A lot of pessimistic religious types see Armageddon as just around the corner. I think Armageddon started on 6th of August 1945 where humanity proved that they had the ability to wipe all life off the face of the Earth. Instead of recoiling in horror they deployed the atomic bomb and then did it again a few days later in case anyone had any doubts about how deeply our death urge went. A gun man shooting a second hostage just to make sure no one thinks the first one was a mistake. You can’t put the genie back in the bottle and now we’re all just waiting for the right combination of nutters to gain control of a nuclear arsenal and put the planet out of its misery. Like a village built on top of a volcano we point out the village has never been obliterated in an eruption before as if this was evidence of anything other than a run of good fortune. The house always wins and in this case the house has an excellent hand. If nuclear conflagration doesn’t get us then there’s farmers around the world doing their bit for human extinction by incubating the next deadly variant of flu in chickens permanently hopped up on antibiotics. All this so a few KFC executives can get rich off the back of Type 2 diabetes and heart disease. No one involved is exactly evil but then neither is salmonella. If war or pestilence won’t get the job done then we’ve still got famine driven by a runaway greenhouse effect to fall back on. On the upside turning the planet into an absolute shithole does reduce the likelihood of an alien invasion. Conquering the Earth when there are millions of other worlds in the galaxy would be like a Russian invasion force choosing to annex Luton.

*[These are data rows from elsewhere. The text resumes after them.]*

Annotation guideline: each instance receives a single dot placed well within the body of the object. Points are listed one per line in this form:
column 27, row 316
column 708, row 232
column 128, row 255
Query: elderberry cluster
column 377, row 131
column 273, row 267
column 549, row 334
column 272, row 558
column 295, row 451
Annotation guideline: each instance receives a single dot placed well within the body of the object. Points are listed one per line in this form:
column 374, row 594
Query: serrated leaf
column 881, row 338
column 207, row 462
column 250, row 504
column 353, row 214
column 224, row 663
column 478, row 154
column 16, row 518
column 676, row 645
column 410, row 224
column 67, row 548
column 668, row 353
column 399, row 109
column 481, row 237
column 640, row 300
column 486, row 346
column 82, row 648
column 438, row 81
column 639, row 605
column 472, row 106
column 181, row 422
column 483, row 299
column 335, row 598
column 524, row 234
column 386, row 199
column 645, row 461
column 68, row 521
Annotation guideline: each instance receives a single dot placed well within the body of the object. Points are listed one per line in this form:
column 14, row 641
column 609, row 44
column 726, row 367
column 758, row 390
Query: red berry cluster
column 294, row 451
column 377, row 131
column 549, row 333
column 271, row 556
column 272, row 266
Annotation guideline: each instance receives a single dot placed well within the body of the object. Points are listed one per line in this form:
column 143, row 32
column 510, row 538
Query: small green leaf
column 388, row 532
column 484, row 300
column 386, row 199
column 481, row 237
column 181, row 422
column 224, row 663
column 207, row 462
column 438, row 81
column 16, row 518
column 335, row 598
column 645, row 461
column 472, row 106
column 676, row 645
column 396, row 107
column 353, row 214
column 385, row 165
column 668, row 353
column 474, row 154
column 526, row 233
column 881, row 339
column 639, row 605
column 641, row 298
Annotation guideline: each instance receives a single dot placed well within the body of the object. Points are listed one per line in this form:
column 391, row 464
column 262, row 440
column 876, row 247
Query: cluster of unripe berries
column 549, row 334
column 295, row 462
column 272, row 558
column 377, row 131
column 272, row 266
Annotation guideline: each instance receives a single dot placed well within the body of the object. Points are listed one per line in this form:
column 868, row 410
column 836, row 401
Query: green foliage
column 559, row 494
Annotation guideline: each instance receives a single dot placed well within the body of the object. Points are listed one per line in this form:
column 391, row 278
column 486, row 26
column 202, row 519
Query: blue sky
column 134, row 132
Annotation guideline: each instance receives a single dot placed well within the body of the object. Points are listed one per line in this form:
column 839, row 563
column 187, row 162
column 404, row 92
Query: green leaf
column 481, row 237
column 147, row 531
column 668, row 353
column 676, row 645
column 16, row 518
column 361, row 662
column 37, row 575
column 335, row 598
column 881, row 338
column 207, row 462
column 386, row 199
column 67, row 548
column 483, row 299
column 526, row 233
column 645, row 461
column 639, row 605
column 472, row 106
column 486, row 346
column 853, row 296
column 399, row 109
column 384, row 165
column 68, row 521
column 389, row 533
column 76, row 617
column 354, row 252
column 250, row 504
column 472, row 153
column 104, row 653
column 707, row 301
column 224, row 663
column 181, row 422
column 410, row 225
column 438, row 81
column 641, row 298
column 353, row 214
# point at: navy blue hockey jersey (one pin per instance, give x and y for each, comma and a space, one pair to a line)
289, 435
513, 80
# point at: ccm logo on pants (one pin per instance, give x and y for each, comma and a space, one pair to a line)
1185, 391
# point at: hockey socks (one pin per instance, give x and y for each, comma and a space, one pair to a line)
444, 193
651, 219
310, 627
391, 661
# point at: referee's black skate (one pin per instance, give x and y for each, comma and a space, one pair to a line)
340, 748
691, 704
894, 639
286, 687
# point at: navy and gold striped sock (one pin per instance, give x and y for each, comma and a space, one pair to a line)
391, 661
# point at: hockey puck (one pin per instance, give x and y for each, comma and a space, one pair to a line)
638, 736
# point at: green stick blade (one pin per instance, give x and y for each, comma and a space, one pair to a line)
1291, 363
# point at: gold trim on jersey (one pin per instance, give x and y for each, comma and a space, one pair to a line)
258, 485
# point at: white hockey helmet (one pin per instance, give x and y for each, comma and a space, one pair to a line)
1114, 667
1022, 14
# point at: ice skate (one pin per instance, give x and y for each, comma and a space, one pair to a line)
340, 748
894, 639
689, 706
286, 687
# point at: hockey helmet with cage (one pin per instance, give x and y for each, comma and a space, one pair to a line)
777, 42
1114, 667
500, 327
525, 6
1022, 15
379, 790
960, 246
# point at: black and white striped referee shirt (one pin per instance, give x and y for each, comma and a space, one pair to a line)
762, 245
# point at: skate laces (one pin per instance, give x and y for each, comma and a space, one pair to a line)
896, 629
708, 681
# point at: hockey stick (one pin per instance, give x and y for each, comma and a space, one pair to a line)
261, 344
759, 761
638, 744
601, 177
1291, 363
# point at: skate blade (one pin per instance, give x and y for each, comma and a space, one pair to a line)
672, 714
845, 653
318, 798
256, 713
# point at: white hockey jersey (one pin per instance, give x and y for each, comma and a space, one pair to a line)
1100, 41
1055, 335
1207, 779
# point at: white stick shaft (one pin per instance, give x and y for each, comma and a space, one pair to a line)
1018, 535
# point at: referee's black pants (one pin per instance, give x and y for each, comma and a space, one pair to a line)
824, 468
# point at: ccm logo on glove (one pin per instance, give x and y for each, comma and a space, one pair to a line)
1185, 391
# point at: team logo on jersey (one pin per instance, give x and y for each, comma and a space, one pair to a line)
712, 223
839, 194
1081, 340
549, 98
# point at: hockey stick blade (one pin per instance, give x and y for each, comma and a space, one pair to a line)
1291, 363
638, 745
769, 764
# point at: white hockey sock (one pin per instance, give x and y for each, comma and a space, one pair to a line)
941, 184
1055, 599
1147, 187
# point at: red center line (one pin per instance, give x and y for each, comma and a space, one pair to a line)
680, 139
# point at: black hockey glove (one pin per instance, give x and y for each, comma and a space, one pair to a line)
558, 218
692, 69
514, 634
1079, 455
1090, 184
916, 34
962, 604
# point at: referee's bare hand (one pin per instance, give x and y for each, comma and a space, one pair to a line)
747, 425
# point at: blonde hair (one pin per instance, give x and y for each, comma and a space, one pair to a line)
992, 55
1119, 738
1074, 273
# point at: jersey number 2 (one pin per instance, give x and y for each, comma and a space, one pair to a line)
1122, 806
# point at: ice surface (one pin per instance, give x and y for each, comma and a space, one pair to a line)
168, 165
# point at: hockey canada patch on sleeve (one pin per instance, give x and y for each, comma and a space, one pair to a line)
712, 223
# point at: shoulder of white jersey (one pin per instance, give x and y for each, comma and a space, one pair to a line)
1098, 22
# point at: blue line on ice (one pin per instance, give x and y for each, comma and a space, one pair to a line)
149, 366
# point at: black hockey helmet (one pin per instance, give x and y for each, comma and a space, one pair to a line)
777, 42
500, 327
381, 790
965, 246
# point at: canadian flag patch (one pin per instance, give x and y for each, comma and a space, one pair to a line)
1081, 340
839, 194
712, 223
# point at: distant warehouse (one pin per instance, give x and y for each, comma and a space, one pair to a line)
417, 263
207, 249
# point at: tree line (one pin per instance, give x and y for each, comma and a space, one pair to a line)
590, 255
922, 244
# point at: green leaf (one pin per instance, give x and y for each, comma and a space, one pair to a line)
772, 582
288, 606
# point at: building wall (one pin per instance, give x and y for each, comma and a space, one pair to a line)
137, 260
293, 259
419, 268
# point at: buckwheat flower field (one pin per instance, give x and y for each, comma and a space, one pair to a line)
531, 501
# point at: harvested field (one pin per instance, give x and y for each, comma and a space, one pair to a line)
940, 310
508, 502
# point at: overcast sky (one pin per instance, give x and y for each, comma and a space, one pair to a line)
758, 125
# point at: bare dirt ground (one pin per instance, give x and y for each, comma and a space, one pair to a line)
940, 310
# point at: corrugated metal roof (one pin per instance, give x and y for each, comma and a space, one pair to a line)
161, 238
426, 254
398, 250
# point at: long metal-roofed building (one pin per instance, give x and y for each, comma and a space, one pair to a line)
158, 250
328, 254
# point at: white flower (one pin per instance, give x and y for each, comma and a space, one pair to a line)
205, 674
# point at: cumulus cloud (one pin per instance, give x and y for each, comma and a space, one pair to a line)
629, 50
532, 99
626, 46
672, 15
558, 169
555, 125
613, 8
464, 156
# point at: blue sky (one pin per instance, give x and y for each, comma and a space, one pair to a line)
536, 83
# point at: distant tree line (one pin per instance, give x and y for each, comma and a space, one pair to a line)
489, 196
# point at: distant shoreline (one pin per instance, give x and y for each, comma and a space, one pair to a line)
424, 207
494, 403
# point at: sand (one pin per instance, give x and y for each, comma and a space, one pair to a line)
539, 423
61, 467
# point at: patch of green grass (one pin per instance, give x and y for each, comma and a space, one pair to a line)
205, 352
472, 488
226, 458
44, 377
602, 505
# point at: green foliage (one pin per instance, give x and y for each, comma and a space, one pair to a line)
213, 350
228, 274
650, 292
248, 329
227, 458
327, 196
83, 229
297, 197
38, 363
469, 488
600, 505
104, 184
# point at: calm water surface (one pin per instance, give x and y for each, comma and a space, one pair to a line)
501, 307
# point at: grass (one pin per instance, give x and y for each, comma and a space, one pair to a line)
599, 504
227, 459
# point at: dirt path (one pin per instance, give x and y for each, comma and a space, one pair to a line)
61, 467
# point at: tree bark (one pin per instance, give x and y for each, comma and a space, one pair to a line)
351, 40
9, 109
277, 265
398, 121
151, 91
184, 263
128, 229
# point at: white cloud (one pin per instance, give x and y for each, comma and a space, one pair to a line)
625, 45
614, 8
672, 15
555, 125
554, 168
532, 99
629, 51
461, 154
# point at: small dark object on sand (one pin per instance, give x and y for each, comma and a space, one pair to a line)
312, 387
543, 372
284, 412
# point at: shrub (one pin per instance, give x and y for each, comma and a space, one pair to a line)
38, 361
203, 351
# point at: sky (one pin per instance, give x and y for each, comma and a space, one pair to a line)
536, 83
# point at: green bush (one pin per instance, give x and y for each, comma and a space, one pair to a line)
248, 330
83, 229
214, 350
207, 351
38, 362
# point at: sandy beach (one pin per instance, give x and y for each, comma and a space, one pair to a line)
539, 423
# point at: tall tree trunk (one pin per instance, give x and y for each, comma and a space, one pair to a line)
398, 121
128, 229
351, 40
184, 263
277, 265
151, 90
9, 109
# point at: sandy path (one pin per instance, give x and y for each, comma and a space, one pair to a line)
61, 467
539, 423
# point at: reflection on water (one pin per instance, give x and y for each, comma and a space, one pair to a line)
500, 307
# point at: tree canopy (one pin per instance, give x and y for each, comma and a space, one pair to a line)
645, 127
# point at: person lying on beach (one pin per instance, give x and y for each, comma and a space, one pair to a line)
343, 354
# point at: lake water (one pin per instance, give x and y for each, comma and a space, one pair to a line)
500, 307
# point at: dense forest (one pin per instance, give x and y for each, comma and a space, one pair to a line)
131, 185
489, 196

All of which is a long winded way of saying that I’ve produced a noise album to accompany a daily meditation on death. It’s 40 minutes long which is almost 20 times too long for the average human attention span and almost exactly 40 times too long for my own. The soundscapes are produced with a single synthesiser line and I’ve tried to avoid an over-reliance on white noise and distortion in order to create something a little bit warmer and less abrasive. The emphasis here is on repetitive droning sounds that evolve quite slowly. Death Meditation 1 could be considered a collapse of sorts into a sea of hissing waves. Death Meditation 2 takes a more roundabout route which resolves towards a dull, moribund pulse. I’m always impressed by how much depth and texture you can find in a modern synthesiser without the need for additional plugins to modulate the sound. As always with noise music there are passages that work better than others, serendipity is a fine thing but it’s not the most reliable muse. Despite that I find the work as a whole quite soothing and relaxing, perfect for thinking about the futility of fear in the face of absolute certainty of annihilation.

Download for free at Bandcamp

Finally, I wanted to share one last piece of wisdom from Yamamoto Tsunetomo which seems particularly prescient about the way we live now.


“It is very important to give advice to a person to help them mend their ways. It is a compassionate and important duty. However, it is extremely difficult to comprehend how this advice should be given.”